Numerical study of dynamic relaxation with kinetic damping applied to inflatable fabric structures with extensions for 3D solid element and non-linear behavior

This work mainly deals with the numerical study of inflatable fabric structures. As implicit integration schemes can lead to numerical difficulties such as singular stiffness matrices, explicit schemes are preferred. Since the final objective of this study is to obtain the final shape of a structure, a dynamic relaxation (DR) method is used. These methods allow us to obtain the final and stable shape of the inflatable fabric structures without doing so many time increments, which is the case when using a classical explicit integration method. Han and Lee [5] proposed an extension of the DR method stated by Barnes [13] suitable for triangular elements and elastic behavior. There are two main contributions in this paper. Firstly, we propose a modification of Han and Lee's method, allowing it to be used with any kind of membrane or solid finite elements and any reversible behavior. Secondly, we propose to rewrite the expression initially introduced by Barnes. Furthermore, these proposals are adapted for incremental loadings, allowing this way to obtain the pseudo-equilibriums of the intermediate phases.

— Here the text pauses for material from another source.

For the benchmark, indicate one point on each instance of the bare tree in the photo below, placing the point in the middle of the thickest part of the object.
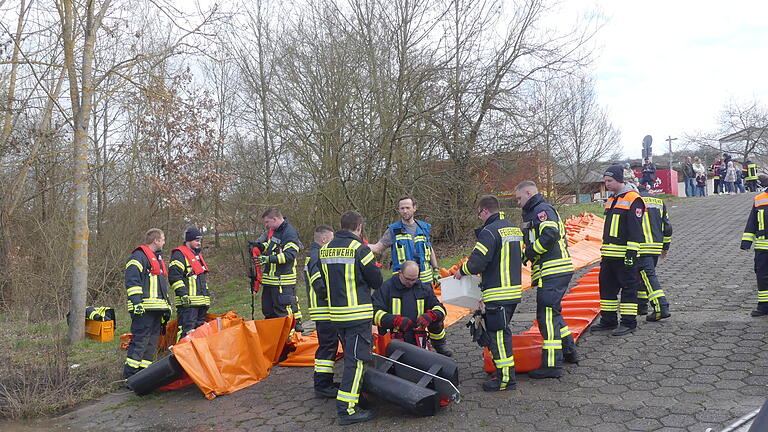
(589, 137)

Numerical examples from academic problems (rectangular and circular membranes) show the efficiency and the reliability of proposed methods, with linear elasticity behavior, and also with a non-linear incremental behavior and finite deformation states.

► Two proposals to calculate mass matrix when using DR with kinetic damping.
► Usable with 2D/3D elements, linear/quadratic interpolation and complex mesh shapes.
► Integration of an incremental formulation.
► Proposals work with a complex incremental law of behavior.